Kleidung für die Gäste und das Brautpaar bei einer türkischen Hochzeit: Pompös und schillernd
Am Tag der Eheschließung wird eine Reihe von Bräuchen praktiziert, die das zukünftige Eheleben positiv beeinflussen sollen. Sie einzeln zu nennen würde den Rahmen und den Anlass dieses Beitrags sprengen. Unabhängig davon gilt auf einer türkischen Hochzeitsfeier ein gleichermaßen klarer wie freier Dresscode.
Die Braut
In den meisten europäischen Ländern steht Weiß für Reinheit, Aufrichtigkeit und Jungfräulichkeit. Diese Tugenden verkörpert die Farbe auch am Bosporus – weswegen türkische Bräute traditionell im weißen Kleid heiraten. Dazu gehört zwingend ein roter Gürtel, der Fruchtbarkeit und Liebesglück verkörpert – und wahlweise durch ein Band oder eine Schärpe gleicher Farbe ersetzt werden kann.
Der Bräutigam
Zukünftige Ehemänner treten meist in dunklen Anzügen vor den „Altar“ – wobei auch in der Türkei gelegentlich andere Farben „zum Tragen“ kommen. Wichtig ist, dass die Garderobe des Bräutigams möglichst schlicht designt ist, damit seine Braut umso mehr Aufmerksamkeit bekommt. Zunehmend häufiger sind Cutaway oder Stresemann vertreten.
Die Brauteltern
Traditionell ist der Hochzeitstag ihrer Tochter für die Brauteltern ein Trauertag, denn sie verlieren ein Kind. Natürlich feiern sie dennoch kräftig mit, um ihrer Freude über das kommende Glück Ausdruck zu verleihen. Der Dresscode sieht für beide eher schlichte Garderobe vor. Ein Etui-Kleid, ein Pant-Suit oder ein Rock in Tee-Länge sind die richtige Wahl, um als Brautmutter auf einer türkischen Hochzeit zu überzeugen. Der Gatte bzw. Brautvater trägt wie sein Schwiegersohn in spe Anzug und Krawatte. Anders als zum Beispiel im deutschsprachigen Raum darf die Kleidung des Brauteltern-Paares ruhig ein bisschen glitzern und glänzen.
Die Gäste
Wer an der Hochzeitsfeier eines türkischen oder deutsch-türkischen Paares teilnimmt, kann getrost etwas „dicker auftragen“. Zurückhaltung ist hier fehl am Platze – denn nicht selten fungiert die Feier zugleich als Kontaktbörse für die nächste Eheschließung. Es kann durchaus vorkommen, dass Eltern eines alleinstehenden Sohnes hier nach seiner zukünftigen Frau suchen. Dementsprechend ist es Usus, dass sich die Freundinnen der Braut so ansprechend wie möglich präsentieren. Pompöse Kleider in allen nur erdenklichen Farben – am besten leicht glänzend und mit Rüschen oder Spitzen verziert – sind ausdrücklich erwünscht. Auch in eleganten Roben mit kleiner Schleppe sind weibliche Gäste zur Feier des Tages perfekt gekleidet.

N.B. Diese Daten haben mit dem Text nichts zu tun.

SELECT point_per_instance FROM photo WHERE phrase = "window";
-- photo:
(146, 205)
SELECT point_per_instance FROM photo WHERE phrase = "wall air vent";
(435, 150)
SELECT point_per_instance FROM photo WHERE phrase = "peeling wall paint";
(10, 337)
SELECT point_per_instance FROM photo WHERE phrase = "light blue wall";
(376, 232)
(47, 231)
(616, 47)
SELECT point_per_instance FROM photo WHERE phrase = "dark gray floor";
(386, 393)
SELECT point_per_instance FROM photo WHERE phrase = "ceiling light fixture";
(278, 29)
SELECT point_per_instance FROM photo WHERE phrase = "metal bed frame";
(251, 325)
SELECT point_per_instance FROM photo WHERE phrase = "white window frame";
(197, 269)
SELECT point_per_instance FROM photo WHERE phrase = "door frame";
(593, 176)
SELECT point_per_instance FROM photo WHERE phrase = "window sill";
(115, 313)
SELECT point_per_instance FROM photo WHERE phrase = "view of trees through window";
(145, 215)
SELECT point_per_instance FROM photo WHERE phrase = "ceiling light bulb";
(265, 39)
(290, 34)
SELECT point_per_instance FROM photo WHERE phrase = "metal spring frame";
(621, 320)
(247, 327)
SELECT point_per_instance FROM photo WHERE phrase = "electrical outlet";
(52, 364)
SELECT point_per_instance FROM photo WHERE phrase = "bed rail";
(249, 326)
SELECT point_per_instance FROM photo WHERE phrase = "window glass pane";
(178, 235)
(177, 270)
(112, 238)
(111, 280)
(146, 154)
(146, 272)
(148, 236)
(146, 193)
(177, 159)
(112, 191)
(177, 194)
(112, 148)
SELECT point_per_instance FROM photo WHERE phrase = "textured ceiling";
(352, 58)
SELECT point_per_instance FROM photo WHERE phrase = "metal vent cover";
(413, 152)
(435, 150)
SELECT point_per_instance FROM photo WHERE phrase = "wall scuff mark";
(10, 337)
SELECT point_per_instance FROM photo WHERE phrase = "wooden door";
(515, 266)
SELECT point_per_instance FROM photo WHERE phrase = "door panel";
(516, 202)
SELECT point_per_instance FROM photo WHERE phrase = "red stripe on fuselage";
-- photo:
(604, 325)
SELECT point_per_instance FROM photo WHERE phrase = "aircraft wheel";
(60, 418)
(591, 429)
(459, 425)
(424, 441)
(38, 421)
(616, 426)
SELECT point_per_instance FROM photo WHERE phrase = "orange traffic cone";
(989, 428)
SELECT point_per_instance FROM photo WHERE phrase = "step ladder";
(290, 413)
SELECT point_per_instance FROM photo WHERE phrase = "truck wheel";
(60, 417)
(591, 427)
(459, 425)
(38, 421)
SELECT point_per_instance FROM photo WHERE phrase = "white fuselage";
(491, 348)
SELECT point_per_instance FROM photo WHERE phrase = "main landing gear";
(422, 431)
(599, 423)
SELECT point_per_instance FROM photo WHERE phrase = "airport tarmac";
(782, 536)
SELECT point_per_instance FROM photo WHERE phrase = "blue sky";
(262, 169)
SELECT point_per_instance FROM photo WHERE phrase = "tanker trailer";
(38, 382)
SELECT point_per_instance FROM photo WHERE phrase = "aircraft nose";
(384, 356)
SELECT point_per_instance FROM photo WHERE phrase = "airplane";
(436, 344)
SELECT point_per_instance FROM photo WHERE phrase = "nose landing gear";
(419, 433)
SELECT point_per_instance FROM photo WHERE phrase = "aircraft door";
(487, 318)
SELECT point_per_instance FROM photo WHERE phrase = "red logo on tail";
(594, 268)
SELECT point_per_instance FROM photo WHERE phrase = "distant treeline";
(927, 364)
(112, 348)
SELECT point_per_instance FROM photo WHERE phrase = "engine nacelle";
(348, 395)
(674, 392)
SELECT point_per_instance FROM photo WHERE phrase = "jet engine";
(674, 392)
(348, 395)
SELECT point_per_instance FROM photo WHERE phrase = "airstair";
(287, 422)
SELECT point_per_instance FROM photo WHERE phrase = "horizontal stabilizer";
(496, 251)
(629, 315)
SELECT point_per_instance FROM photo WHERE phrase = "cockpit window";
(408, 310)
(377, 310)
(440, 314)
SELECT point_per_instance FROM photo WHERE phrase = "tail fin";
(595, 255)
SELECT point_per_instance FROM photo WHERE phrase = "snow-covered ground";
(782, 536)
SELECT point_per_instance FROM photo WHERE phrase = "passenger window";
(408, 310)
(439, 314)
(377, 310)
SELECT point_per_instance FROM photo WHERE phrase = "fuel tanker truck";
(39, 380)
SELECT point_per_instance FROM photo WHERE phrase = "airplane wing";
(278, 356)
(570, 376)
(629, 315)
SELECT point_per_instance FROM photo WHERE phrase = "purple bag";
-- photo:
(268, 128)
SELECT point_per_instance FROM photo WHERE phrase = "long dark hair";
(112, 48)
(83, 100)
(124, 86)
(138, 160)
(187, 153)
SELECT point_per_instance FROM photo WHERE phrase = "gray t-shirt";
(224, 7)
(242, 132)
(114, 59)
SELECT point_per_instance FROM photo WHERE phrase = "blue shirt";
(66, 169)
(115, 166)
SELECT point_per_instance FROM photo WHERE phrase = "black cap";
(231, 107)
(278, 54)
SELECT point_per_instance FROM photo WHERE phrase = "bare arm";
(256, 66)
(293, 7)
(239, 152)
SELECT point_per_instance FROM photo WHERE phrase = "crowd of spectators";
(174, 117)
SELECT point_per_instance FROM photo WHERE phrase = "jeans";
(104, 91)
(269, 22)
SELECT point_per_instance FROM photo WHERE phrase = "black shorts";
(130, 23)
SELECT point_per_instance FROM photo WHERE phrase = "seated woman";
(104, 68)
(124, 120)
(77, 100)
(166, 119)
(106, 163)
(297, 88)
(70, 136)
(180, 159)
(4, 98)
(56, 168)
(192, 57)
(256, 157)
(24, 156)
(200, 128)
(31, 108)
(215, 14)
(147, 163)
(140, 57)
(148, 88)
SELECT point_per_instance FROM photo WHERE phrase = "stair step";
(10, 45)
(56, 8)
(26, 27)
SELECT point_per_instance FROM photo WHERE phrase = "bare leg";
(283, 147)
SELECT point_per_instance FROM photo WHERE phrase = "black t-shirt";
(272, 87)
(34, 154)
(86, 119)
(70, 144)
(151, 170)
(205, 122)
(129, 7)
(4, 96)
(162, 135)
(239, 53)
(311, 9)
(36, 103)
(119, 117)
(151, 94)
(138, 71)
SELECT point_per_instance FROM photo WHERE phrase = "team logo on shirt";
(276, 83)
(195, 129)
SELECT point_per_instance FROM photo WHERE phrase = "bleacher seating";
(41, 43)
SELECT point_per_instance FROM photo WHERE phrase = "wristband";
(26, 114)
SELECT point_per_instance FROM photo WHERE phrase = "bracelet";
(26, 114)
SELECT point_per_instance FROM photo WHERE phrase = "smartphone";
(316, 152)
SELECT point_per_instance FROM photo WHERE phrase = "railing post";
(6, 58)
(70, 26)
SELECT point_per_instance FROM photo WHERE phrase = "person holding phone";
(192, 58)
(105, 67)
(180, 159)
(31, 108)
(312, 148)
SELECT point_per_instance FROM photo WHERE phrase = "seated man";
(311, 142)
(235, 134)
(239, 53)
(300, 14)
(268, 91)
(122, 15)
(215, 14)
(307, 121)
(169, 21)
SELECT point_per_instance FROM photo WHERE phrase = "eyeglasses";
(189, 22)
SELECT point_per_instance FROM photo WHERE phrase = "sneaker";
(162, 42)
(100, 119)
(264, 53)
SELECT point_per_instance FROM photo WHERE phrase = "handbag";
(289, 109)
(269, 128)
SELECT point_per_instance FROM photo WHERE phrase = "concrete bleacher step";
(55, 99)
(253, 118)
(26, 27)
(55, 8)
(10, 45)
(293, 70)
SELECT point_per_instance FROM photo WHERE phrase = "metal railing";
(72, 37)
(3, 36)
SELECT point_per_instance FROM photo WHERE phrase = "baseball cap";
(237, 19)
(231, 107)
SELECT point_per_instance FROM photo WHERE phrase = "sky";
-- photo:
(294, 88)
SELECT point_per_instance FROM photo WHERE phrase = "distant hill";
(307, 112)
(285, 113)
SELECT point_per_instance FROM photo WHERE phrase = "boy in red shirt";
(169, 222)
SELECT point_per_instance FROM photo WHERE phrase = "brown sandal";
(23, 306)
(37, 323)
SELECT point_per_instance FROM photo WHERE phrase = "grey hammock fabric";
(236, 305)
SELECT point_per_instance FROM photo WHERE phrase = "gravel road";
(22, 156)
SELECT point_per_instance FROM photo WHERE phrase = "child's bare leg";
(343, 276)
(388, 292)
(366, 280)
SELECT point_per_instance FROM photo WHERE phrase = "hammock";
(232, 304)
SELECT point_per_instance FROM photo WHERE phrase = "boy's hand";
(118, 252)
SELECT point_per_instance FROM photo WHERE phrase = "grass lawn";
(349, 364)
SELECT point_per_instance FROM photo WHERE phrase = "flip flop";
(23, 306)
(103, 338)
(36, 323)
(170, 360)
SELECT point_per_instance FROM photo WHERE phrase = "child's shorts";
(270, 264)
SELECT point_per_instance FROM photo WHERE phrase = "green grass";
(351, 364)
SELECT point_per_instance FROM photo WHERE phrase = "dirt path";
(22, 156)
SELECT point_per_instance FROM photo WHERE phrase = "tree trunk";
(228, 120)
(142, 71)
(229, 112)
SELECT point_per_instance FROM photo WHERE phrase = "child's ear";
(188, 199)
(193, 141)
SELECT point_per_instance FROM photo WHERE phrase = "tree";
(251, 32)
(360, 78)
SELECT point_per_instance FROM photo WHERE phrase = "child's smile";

Zwei Dinge aber dürfen die fantasievollen Gewänder niemals: zu viel zeigen und zu wenig Bewegungsfreiheit lassen. Auf einer türkischen Hochzeit wird allenfalls geflirtet – dafür jedoch umso wilder getanzt. Diesem Umstand sollten auch männliche Besucher Rechnung tragen und sich notfalls ein paar Grundschritte aneignen.